Vieram os primeiros assovios e vaias. O pânico tomou conta do afobado Zé Chaves.
Foi quando percebeu que a solução estava ali, ao seu lado: uma enorme escada utilizada para a manutenção do cinema. Subiu rapidamente uns seis metros, enrolou os cordéis nas mãos e pulou para o seu momento de glória.
O som das carretilhas quebrando em sequência foi acompanhado por um voo triunfal, que levou o Zé Chaves a atravessar o palco e se esborrachar no chão do outro lado, onde foi sepultado por uma montanha de tecidos.
O público ficou em silêncio tentando entender o que tinha acontecido. Em seguida ocorreu uma verdadeira explosão de assovios e aplausos. Em histeria, vibravam com a atuação do imprevisto Tarzan, que só conseguiu sair do emaranhado de cordéis e cortina com a ajuda dos outros funcionários.
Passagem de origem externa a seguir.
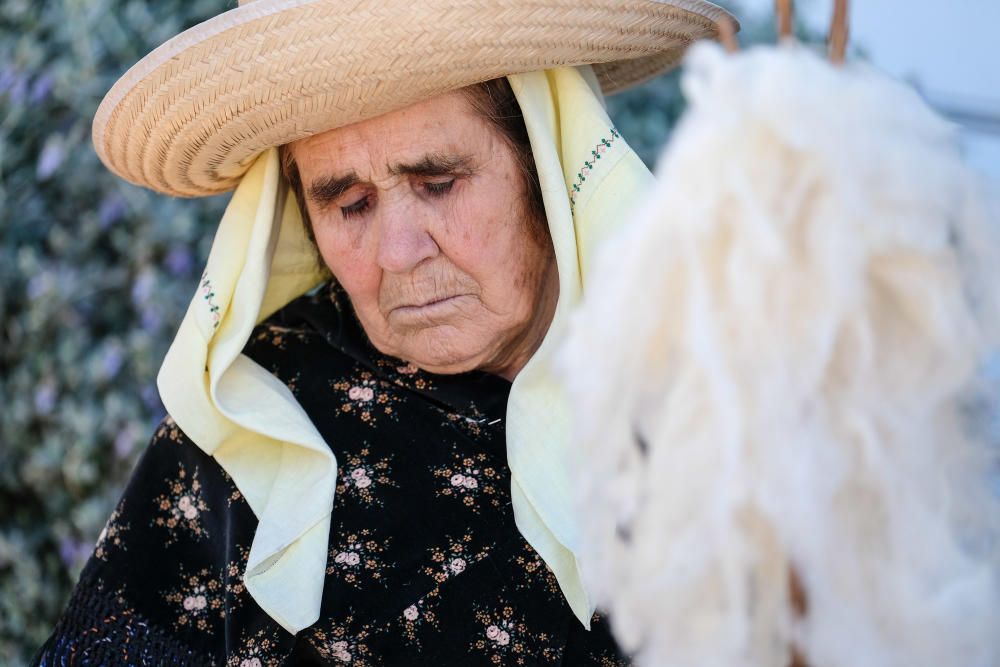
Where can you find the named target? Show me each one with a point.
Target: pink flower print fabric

O bairro inteiro soube do ocorrido e da imediata demissão do funcionário. Todos lamentaram o encerramento precoce da promissora carreira no cinema do Zé Chaves. Em compensação a Ponta Grossa não perdeu seu excelente técnico em conserto de fogão.
COINCIDÊNCIA OU NÃO MOACYR MIRANDA, IA JOGAR BARALHO NA CASA DE SANDOVAL CAJÚ E PELA TERCEIRA VEZ, NA MESMA PONTE TEVE O TERCEIRO ACIDENTE E MORREU.
Fui frequentador assíduo do Cine Lux. E conheci Zé Chaves. Parabéns pela narrativa.
Faltou você relatar que o seu apelido no Bairro era Q-suco (pronunciado como Ki-suck)
Onde era essa ponte em que aconteceu o acidente do Moacyr Miranda?
Maravilha de recordação de tempos de cinema amor e alegrias. Assisti DIO COME TI AMO NO LUX. Chorei ainda menino.